A better reading is that "Veo 4" may not be the public headline for Google's next video release. Veo could continue as the model family, while Gemini Omni becomes the creation surface. Or Google may use Omni as a new Gemini-native model name while keeping Veo 3.1 available for developers and enterprise customers.
In other words, the likely change is not "Google stopped video." The likely change is "Google's next video release may not be called Veo 4."
What Creators Should Watch At Google I/O 2026
Google I/O 2026 is scheduled for May 19-20. If Google announces Gemini Omni there, the important questions are:
- Is Gemini Omni a new model, a new product surface, or a rebrand of a Veo-powered pipeline?
- Will it be available in the Gemini app, Flow, AI Studio, Vertex AI, or all of them?
- Will developers get an API model ID?
- Does it support text-to-video, image-to-video, video-to-video, and direct editing?
- Are there Flash and Pro tiers?
- How are credits, quotas, watermarking, and commercial use handled?
- Does it generate native audio like Veo 3?
- Can it preserve characters, products, logos, and layouts during edits?
These are the details that matter more than the model name.
What To Do If You Are Building Today
Do not build a roadmap around an unannounced "Veo 4" model.
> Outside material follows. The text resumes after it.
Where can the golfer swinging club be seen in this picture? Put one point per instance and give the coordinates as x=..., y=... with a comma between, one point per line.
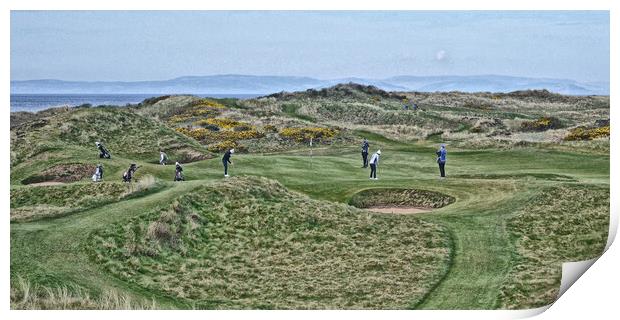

Build around documented Google video capabilities and leave room to switch when the next model becomes official.
For production work, that means tracking Veo 3.1, Flow, Gemini app features, Gemini API, and Vertex AI. For content planning, it means preparing pages and workflows around Gemini Omni as the likely search term people will use when the new model appears.
If Google later announces a product called Veo 4, the strategy can change. But as of today, the stronger search and product signal is Gemini Omni.
Bottom Line
Veo 4 is not officially here. There is no public Google documentation proving that Veo 4 is the next release. The strongest current signal is that Google is preparing Gemini Omni, a Gemini-native video model or video creation experience focused on generation, remixing, templates, and direct editing in chat.
For creators, the message is simple: stop waiting for the name "Veo 4." Watch Gemini Omni.